SA’s Latest Cheetah is the Fastest Computer in Africa
South Africa’s CSIR has unveiled the fastest computer in Africa, which has been named Lengau, the Setswana for cheetah, it was announced on Tuesday. The Council for Scientific and Industrial Research’s Centre for High Performance Computing showed off the petaflops (PFLOPs) machine in Cape Town. “This is a supercomputer with processing speed capable of a thousand-trillion […]
South Africa’s CSIR has unveiled the fastest computer in Africa, which has been named Lengau, the Setswana for cheetah, it was announced on Tuesday.
The Council for Scientific and Industrial Research’s Centre for High Performance Computing showed off the petaflops (PFLOPs) machine in Cape Town.
“This is a supercomputer with processing speed capable of a thousand-trillion floating point operations per second,” the CSIR said in a statement. “Floating point operations or flops are used in computing to calculate extremely long numbers.”
The Dell computer’s speed of roughly one petaflops (1000 teraflops) is 15 times faster than its predecessor, which was named Tsessebe, Setswana for antelope, according to the CSIR, which added that Tsessebe ranked 311 on the world’s top 500 supercomputers.
Dr Happy Sithole, the director of CHPC, said: “When we started in 2007, we took inspiration from the fastest animals in the land and named our first high performance computing system iQudu (Xhosa for Kudu) which boasted 2.5 teraflops (which is 2.5 trillion operations per second).”
“For our country to grow at the required rate, as set out in the National Development Plan, it needs to change gear by building capacity in the production and dissemination knowledge,” Dr Thomas Auf der Heyde, deputy director general of research development and support at the Department of Science and Technology, said at the launch.
“The CHPC represents a deliberate move by this country to invest in modernising our research and development.
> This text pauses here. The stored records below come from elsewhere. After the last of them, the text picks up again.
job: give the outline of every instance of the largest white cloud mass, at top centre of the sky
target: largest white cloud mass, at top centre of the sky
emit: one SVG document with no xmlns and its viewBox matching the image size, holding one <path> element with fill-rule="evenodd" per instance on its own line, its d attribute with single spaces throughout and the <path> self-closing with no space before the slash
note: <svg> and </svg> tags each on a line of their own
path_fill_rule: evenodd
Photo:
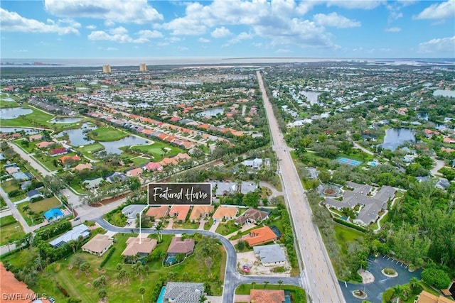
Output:
<svg viewBox="0 0 455 303">
<path fill-rule="evenodd" d="M 300 18 L 312 6 L 323 3 L 311 1 L 306 5 L 299 2 L 298 6 L 294 1 L 284 0 L 185 3 L 184 16 L 155 27 L 171 31 L 171 35 L 203 35 L 211 31 L 215 38 L 222 36 L 219 28 L 228 29 L 233 25 L 259 38 L 267 38 L 270 45 L 333 48 L 332 36 L 326 33 L 323 26 Z M 368 2 L 362 6 L 370 7 L 372 4 Z"/>
</svg>

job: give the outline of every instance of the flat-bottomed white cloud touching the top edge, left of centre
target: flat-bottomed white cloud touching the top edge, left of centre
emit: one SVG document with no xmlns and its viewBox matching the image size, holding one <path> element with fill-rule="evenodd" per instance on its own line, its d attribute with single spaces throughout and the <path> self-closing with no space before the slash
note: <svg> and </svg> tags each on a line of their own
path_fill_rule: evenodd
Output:
<svg viewBox="0 0 455 303">
<path fill-rule="evenodd" d="M 46 11 L 55 16 L 138 24 L 163 20 L 163 16 L 146 0 L 45 0 L 44 6 Z"/>
</svg>

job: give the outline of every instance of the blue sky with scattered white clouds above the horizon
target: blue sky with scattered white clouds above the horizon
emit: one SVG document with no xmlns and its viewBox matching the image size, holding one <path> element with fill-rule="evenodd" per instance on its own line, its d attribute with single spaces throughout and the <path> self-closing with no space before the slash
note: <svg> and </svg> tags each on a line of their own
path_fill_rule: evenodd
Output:
<svg viewBox="0 0 455 303">
<path fill-rule="evenodd" d="M 0 2 L 1 57 L 455 57 L 455 0 Z"/>
</svg>

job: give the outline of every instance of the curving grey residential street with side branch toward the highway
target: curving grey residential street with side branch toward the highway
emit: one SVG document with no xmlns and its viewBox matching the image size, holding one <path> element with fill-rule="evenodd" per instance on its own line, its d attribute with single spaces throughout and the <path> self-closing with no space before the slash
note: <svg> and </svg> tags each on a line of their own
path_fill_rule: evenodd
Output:
<svg viewBox="0 0 455 303">
<path fill-rule="evenodd" d="M 122 228 L 117 226 L 112 226 L 107 221 L 102 218 L 95 219 L 97 224 L 100 224 L 102 228 L 105 228 L 107 231 L 114 231 L 117 233 L 139 233 L 139 228 Z M 141 228 L 142 233 L 156 233 L 156 230 L 152 228 Z M 218 238 L 225 247 L 227 253 L 226 259 L 226 270 L 225 270 L 225 282 L 223 287 L 223 302 L 234 302 L 235 288 L 241 284 L 251 284 L 251 282 L 256 282 L 258 284 L 264 283 L 265 281 L 270 284 L 278 284 L 279 280 L 283 281 L 283 285 L 297 285 L 300 286 L 300 277 L 264 277 L 264 276 L 252 276 L 252 275 L 240 275 L 237 272 L 237 253 L 235 253 L 235 248 L 232 246 L 232 243 L 225 237 L 221 236 L 218 233 L 213 233 L 211 231 L 201 231 L 197 229 L 163 229 L 161 234 L 165 235 L 176 235 L 186 233 L 191 235 L 193 233 L 200 233 L 203 236 L 213 236 Z"/>
</svg>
High-performance computing and advanced data technologies are powerful tools in enhancing the competiveness of regions and nations,” he said.
The Dell HPC system is comprised of 1,039 Dell PowerEdge servers, based on Intel Xeon processors totalling 19 racks of compute nodes and storage. It has a total Dell Storage capacity of five petabytes, and uses Dell Networking ethernet switches and Mellanox EDR InfiniBand with a maximum interconnect speed of 56 GB/s.